Reputation: 6896
I planning my inaugural data load into GAE and really want to get my ducks in a row. The language I am using is Python. My question is about the storing of storing read only temporal data in app engine.
I have a spreadsheet with ~50k rows times 30 columns.
It is historic data and the table will be read-only.
I envisage a lot of sorting by day of week (show me weekends in July and so on) and also time (not necessarily always with date - but sometimes with) so my initial thought would be to create an extra row and fill that in a previously-computed "day of week".
eg.
date, time, dayofweek, event, geolocation, etc
27-02-2009, 08:20:00, 'Friday' ...
That date and time shown above reflects how it is coming from the spreadsheet ATM.
If I am going to go to the trouble of computing the "dayofweek", which is I presume a good idea, and given your experience of GAE's Datastore models should I:
-just have a single datetime? (and let GAE work out the day of week during future sorts/requests?) -create a dayofweek but have a single daydate? '2009-02-27 08:10:00' -store day of week as an integer instead? (0 = Monday in Python IIRC) -store date as '2009-02-27' instead?
Output will always be English, and may also be JSON. It is for a data visulatisation study and some extra temporal animation could be done on the client - but my primary concern is to keep the work done in GAE down, which I admit might just be a n00bish fetish.
Upvotes: 3
Views: 532
Reputation: 535
I agree that you definitely want to break down your date in ways that make sense for queries. Building some of that information into the key can be useful as suggested as well. It is not always possible though. For example, there may be competing concerns for the key. Yet another option is to build a query index just based on date and use ancestor/parent relationship. Then you can do a keys only query on the date oriented entities and use them to get the parents.

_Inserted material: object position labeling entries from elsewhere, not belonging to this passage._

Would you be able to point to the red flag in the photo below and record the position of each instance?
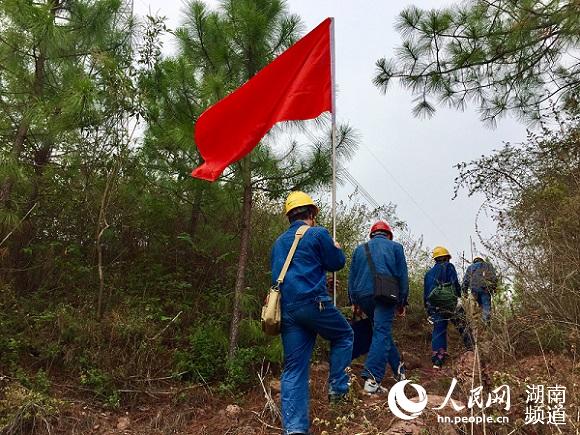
(296, 85)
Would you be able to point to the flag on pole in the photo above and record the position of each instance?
(296, 85)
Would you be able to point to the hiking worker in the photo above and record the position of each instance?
(308, 311)
(443, 278)
(383, 257)
(481, 279)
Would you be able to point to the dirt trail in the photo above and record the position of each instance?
(202, 410)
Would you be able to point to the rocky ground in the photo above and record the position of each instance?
(165, 408)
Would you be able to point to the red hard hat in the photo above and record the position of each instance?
(381, 226)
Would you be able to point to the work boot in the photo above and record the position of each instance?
(401, 370)
(372, 387)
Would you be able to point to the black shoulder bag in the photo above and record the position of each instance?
(386, 288)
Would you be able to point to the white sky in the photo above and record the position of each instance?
(418, 153)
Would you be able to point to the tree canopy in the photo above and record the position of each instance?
(500, 55)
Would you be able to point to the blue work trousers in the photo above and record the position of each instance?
(483, 299)
(300, 326)
(383, 348)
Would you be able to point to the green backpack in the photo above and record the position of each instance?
(443, 296)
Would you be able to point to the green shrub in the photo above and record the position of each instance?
(205, 359)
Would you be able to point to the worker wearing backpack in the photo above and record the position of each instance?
(378, 284)
(442, 299)
(308, 311)
(481, 279)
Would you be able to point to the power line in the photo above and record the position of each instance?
(371, 200)
(407, 193)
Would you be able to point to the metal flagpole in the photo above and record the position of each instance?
(333, 90)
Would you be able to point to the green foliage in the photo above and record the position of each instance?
(241, 370)
(205, 358)
(25, 411)
(534, 195)
(503, 56)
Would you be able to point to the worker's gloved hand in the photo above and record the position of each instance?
(330, 284)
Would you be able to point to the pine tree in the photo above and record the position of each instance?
(503, 55)
(65, 92)
(219, 51)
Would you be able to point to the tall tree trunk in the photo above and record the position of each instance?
(243, 261)
(22, 132)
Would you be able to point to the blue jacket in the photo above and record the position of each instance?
(389, 259)
(436, 275)
(306, 277)
(479, 276)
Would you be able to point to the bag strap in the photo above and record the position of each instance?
(370, 260)
(443, 272)
(299, 233)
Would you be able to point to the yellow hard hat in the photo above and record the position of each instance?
(440, 251)
(298, 199)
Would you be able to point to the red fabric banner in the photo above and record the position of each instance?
(295, 86)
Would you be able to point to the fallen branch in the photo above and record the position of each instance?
(269, 426)
(166, 326)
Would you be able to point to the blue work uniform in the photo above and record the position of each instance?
(479, 277)
(307, 310)
(444, 272)
(389, 259)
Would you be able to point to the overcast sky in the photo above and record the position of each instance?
(417, 153)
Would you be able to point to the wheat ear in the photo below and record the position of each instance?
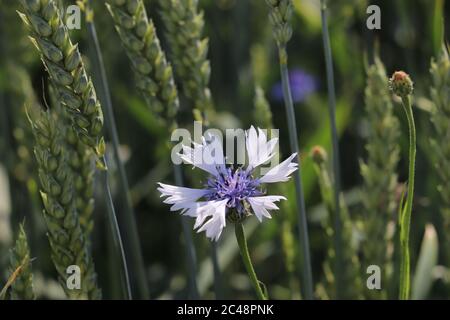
(184, 25)
(22, 287)
(63, 62)
(67, 240)
(154, 76)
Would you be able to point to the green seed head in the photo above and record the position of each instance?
(401, 84)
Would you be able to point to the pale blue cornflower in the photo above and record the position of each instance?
(229, 191)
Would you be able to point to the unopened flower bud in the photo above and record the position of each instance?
(401, 84)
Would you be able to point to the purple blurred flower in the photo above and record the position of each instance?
(302, 85)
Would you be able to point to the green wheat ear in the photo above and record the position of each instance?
(153, 73)
(67, 240)
(379, 172)
(63, 62)
(80, 161)
(184, 25)
(440, 117)
(22, 287)
(351, 273)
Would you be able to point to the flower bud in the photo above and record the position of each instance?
(401, 84)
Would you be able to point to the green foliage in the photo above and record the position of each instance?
(184, 25)
(440, 117)
(351, 265)
(379, 171)
(67, 239)
(63, 62)
(153, 73)
(22, 287)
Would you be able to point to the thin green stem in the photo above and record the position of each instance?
(191, 256)
(242, 242)
(334, 138)
(217, 274)
(302, 222)
(126, 217)
(115, 232)
(405, 219)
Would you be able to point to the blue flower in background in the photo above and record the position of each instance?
(302, 85)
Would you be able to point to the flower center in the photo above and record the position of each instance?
(236, 185)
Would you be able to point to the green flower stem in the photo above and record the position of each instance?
(302, 222)
(126, 217)
(115, 232)
(242, 242)
(334, 136)
(190, 248)
(405, 219)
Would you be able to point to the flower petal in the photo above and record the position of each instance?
(281, 172)
(261, 205)
(214, 209)
(181, 198)
(207, 156)
(259, 150)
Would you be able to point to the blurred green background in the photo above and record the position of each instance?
(242, 54)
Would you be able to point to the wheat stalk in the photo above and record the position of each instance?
(156, 83)
(351, 275)
(63, 62)
(440, 94)
(22, 287)
(280, 12)
(379, 170)
(67, 239)
(184, 25)
(154, 76)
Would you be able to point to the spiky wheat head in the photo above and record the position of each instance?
(22, 287)
(63, 62)
(184, 25)
(80, 161)
(379, 169)
(153, 73)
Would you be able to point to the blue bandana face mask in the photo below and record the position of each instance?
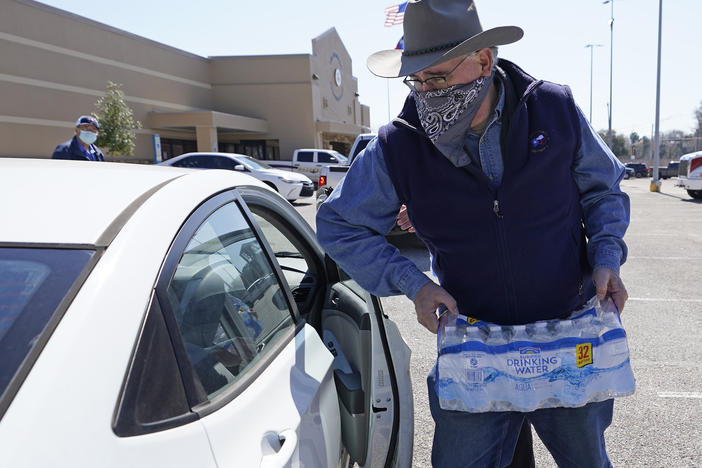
(446, 114)
(88, 137)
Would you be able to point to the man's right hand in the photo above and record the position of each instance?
(427, 300)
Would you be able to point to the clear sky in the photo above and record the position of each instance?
(553, 47)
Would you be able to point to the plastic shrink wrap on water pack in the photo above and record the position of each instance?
(555, 363)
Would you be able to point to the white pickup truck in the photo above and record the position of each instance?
(690, 174)
(309, 161)
(330, 176)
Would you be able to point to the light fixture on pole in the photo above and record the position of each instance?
(655, 183)
(591, 47)
(611, 50)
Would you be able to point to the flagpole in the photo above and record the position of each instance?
(387, 81)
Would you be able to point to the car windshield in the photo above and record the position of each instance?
(252, 163)
(342, 159)
(33, 283)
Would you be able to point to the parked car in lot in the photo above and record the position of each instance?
(154, 316)
(640, 169)
(690, 174)
(290, 185)
(309, 161)
(671, 170)
(329, 176)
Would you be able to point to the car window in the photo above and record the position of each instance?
(226, 299)
(294, 262)
(305, 156)
(33, 283)
(225, 163)
(187, 162)
(326, 157)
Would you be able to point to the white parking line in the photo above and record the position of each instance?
(664, 258)
(660, 299)
(680, 395)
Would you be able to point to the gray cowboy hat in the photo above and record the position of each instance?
(437, 31)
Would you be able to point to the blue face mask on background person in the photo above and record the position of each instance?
(446, 114)
(88, 137)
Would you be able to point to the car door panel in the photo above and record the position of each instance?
(298, 390)
(371, 401)
(286, 417)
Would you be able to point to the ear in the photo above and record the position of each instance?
(485, 60)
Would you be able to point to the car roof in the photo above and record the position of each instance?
(688, 156)
(79, 202)
(203, 153)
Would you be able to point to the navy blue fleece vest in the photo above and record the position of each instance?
(515, 254)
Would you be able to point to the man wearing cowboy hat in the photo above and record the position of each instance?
(516, 198)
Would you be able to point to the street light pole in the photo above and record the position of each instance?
(655, 183)
(611, 62)
(591, 46)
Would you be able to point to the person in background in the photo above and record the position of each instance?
(81, 147)
(516, 198)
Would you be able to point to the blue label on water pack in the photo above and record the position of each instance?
(561, 363)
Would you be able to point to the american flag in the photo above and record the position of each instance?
(395, 14)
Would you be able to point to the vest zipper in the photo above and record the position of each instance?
(507, 270)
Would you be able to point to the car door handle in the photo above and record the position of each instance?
(282, 445)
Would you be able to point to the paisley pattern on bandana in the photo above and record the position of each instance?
(440, 109)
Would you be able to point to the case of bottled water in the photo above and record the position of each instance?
(555, 363)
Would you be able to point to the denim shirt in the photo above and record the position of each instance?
(352, 222)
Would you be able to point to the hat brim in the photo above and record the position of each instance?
(393, 63)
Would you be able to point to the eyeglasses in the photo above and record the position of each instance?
(434, 82)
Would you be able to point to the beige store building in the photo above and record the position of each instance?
(56, 64)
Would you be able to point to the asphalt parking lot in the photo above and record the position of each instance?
(661, 424)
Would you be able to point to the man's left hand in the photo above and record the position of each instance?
(609, 284)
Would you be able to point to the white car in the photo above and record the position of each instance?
(289, 184)
(152, 316)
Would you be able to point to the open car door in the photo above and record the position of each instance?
(371, 373)
(369, 369)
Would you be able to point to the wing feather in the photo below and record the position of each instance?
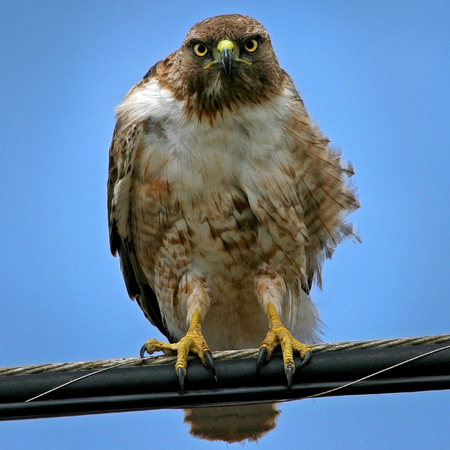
(124, 144)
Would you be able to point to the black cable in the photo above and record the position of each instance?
(156, 387)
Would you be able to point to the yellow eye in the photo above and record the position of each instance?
(251, 45)
(200, 49)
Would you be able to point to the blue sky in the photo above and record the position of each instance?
(374, 75)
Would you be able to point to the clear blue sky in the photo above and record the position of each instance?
(375, 76)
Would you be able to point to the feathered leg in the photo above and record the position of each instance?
(198, 300)
(270, 288)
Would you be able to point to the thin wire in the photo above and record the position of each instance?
(78, 379)
(376, 373)
(303, 398)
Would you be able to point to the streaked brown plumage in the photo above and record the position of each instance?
(224, 198)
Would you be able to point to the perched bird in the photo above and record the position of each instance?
(223, 200)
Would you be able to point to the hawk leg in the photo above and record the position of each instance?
(279, 335)
(270, 288)
(193, 342)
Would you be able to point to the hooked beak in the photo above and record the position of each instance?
(226, 57)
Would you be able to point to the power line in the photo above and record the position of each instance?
(152, 383)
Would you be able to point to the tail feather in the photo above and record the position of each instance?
(232, 423)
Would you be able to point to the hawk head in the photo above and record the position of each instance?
(223, 62)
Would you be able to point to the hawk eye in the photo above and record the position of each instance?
(251, 45)
(200, 49)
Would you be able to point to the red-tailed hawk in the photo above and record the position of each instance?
(223, 200)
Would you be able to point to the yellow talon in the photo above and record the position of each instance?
(279, 335)
(193, 342)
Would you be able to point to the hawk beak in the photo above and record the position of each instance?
(226, 57)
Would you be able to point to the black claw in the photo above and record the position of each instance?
(210, 360)
(261, 356)
(181, 374)
(289, 373)
(306, 358)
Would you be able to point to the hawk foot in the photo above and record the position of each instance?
(279, 335)
(193, 342)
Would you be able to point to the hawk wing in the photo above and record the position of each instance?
(125, 142)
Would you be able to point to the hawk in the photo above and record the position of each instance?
(224, 198)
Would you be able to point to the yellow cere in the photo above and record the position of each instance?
(225, 44)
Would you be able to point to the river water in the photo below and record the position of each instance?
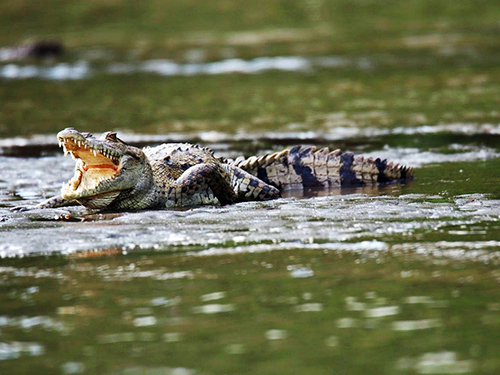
(399, 278)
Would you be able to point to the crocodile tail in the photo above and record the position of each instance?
(308, 167)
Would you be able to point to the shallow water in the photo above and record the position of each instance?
(386, 279)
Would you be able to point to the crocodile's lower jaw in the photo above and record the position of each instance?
(91, 171)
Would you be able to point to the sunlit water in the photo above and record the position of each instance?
(404, 274)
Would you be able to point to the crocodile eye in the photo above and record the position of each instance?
(110, 136)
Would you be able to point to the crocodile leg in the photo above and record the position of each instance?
(198, 178)
(249, 187)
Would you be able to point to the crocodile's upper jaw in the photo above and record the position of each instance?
(93, 166)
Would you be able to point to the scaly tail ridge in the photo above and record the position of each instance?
(308, 167)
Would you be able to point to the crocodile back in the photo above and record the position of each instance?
(307, 167)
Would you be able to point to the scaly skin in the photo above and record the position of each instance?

One last thing, I recommend that, however you break down the date, do store the datetime in full as well. You may want his later if there has been some mistake or if you change your scheme.
Upvotes: 1
Reputation: 101149
If you plan to query based on day-of-week - that is, you need to select several Fridays, but not the neighbouring days - you should absolutely break this out into a separate property, as it'll make it possible to do efficient queries for it.
To do the query 'Fridays in July', as you suggest, you've got several options:
Upvotes: 3
Reputation: 3866
If you want maximum performance you can add dayofyear and year in your key name. For example what I do is that i construct keys like that: analytic:124:2011
Then it is quite easy to get the last 30 days let's. Just create a list generator that will create a list of keys for the 30 last days
from datetime import datetime
dof = datetime.now().timetuple()
keys = [db.Key.from_path("Analytic","%i:%i"%(dof-i,2011)) for in in xrange(0,30)]
analytics = db.get(keys)
Upvotes: 1
Reputation: 2936
You should just have a single datetime. This will allow your system to be utilized by other systems as the need arises in the future. I also believe that computable items should not be stored in the DB as the parameters from some computations can evolve over time.
HTH,
Upvotes: 1